Reassessment and Surveillance

Field Value
Next surveillance {YYYY-MM-DD}
Surveillance interval and basis {INTERVAL_WITH_IMPACT_CHANGE_CONTROL_FREQUENCY_INCIDENT_OBLIGATION_AND_CLAIM_RATIONALE}
I3 escalation comparison {SHORTER_INTERVAL_AND_STRONGER_SAMPLING_COMPARISON_OR_NA}
Renewal due {YYYY-MM-DD}
Triggered-review events {TRIGGERS}
Open corrective-action monitoring {OWNER_AND_FREQUENCY}
Claim-register URI {URI}

Review and Signature

Role Identity Decision Date Signature/record
Lead assessor {IDENTITY} {ISSUE_DO_NOT_ISSUE} {YYYY-MM-DD} {SIGNATURE_URI}
Independent quality reviewer {IDENTITY} {APPROVE_RETURN} {YYYY-MM-DD} {SIGNATURE_URI}
Management factual reviewer {IDENTITY} {FACTS_ACCEPTED_DISPUTED_WITH_DETAILS} {YYYY-MM-DD} {RESPONSE_URI}

Tradeoffs

Benefit Cost
Reproducible conclusion Detailed workpapers and evidence indexing
Transparent limitations May prevent a positive claim
Explicit sampling Requires population access and technical analysis

Anti-patterns

  • Reporting only an aggregate score.
  • Omitting failed samples or management disagreements.
  • Calling a readiness review a conformance assessment.
  • Treating management approval as assessor independence.
  • Issuing a positive conclusion when critical evidence is unavailable.

Enterprise Considerations

Classify and protect reports because they can contain security, privacy, supplier, and legal-sensitive findings.
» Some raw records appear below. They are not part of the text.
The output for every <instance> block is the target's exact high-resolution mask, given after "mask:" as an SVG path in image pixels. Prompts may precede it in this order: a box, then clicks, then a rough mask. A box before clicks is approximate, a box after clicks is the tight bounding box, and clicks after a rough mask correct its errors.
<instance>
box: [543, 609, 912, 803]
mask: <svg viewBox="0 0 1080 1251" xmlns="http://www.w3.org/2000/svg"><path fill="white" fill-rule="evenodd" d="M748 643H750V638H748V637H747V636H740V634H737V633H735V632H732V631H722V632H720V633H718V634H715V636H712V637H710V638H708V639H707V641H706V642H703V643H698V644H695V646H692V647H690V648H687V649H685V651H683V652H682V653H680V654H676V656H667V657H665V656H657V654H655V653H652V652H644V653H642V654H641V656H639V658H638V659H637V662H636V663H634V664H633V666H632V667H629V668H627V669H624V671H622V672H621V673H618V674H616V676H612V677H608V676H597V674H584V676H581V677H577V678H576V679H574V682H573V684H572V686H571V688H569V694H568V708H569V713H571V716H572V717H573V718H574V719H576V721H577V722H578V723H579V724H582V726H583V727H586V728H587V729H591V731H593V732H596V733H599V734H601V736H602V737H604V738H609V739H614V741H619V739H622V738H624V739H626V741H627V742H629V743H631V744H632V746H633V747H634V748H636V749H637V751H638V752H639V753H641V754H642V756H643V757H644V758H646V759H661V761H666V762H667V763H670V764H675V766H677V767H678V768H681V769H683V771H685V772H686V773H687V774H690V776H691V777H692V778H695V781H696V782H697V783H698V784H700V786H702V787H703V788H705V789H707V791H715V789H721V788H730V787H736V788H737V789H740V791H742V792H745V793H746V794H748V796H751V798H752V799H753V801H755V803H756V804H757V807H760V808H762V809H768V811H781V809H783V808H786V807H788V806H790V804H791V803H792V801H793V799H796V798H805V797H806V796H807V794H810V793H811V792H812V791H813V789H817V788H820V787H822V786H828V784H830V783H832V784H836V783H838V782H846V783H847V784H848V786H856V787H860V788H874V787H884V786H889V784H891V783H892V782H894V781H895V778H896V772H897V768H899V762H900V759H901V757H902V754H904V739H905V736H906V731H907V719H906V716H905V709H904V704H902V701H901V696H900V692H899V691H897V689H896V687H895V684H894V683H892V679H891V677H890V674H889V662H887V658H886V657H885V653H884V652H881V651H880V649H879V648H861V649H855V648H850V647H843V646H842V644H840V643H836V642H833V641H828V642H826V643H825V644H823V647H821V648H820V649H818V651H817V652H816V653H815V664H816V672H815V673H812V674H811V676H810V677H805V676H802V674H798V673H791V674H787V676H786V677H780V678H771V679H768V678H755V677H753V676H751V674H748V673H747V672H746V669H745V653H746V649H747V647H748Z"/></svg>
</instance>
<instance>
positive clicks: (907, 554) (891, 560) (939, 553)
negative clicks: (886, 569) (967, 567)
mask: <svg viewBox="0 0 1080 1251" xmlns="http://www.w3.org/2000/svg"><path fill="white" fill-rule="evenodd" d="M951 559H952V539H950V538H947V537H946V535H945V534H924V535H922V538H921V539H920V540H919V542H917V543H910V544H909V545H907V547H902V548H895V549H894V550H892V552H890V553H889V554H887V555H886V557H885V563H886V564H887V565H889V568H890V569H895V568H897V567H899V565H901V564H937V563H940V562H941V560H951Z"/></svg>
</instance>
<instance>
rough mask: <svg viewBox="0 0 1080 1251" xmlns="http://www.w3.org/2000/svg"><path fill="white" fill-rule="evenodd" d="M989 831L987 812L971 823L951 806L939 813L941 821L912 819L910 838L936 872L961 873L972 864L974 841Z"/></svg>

Preserve signed final reports, workpapers, evidence hashes, factual-review comments, and quality-review records under the applicable retention schedule.

Checklist

  • Scope, criteria, period, and intended users are explicit.
  • Competence and independence are documented.
  • Methods and samples are reproducible.
  • Numeric periods and sample sizes trace to approved risk and assurance decisions.
  • Every applicable control has a test conclusion.
  • Findings distinguish condition, criteria, cause, and effect.
  • Exceptions and scope limitations affect the conclusion correctly.
  • Factual and independent quality reviews are complete.
  • Claim expiry and reassessment triggers are stated.

Authoritative References

Changelog

Version Date Change
1.0.1 2026-07-16 Added evidence fields for assessment periods, claim expiry, sampling criteria, and risk-based surveillance cadence.
1.0.0 2026-07-16 Established the normative assessment report structure.